Influence of mitochondrial inhibition on global and local [Ca(2+)](I) in rat tail artery

Inhibition of oxidative metabolism is often found to decrease contractility of systemic vascular smooth muscle, but not to reduce global [Ca(2+)](i). In the present study, we probe the hypothesis that it is associated with an altered pattern of intracellular Ca(2+) oscillations (waves) influencing force development. In the rat tail artery, mitochondrial inhibitors (rotenone, antimycin A, and cyanide) reduced alpha(1)-adrenoceptor-stimulated force by 50% to 80%, but did not reduce global [Ca(2+)](i).
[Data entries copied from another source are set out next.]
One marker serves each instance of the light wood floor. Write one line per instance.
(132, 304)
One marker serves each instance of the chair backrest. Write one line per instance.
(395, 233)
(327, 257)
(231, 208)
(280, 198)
Less relaxation (about 30%) was observed after inhibition of myosin phosphatase activity with calyculin A, suggesting that part of the metabolic sensitivity involves the regulation of myosin 20-kDa light chain phosphorylation, although no decrease in phosphorylation was found in freeze-clamped tissue. Confocal imaging revealed that the mitochondrial inhibitors increased the frequency but reduced the amplitude of asynchronous cellular Ca(2+) waves elicited by alpha(1) stimulation. The altered wave pattern, in association with increased basal [Ca(2+)](i), accounted for the unchanged global [Ca(2+)](i). Inhibition of glycolytic ATP production by arsenate caused similar effects on Ca(2+) waves and global [Ca(2+)](i), developing gradually in parallel with decreased contractility. Inhibition of wave activity by the InsP(3) receptor antagonist 2-APB correlated closely with relaxation. Furthermore, abolition of waves with thapsigargin in the presence of verapamil reduced force by about 50%, despite unaltered global [Ca(2+)](i), suggesting that contraction may at least partly depend on Ca(2+) wave activity. This study therefore indicates that mitochondrial inhibition influences Ca(2+) wave activity, possibly due to a close spatial relationship of mitochondria and the sarcoplasmic reticulum and that this contributes to metabolic vascular relaxation.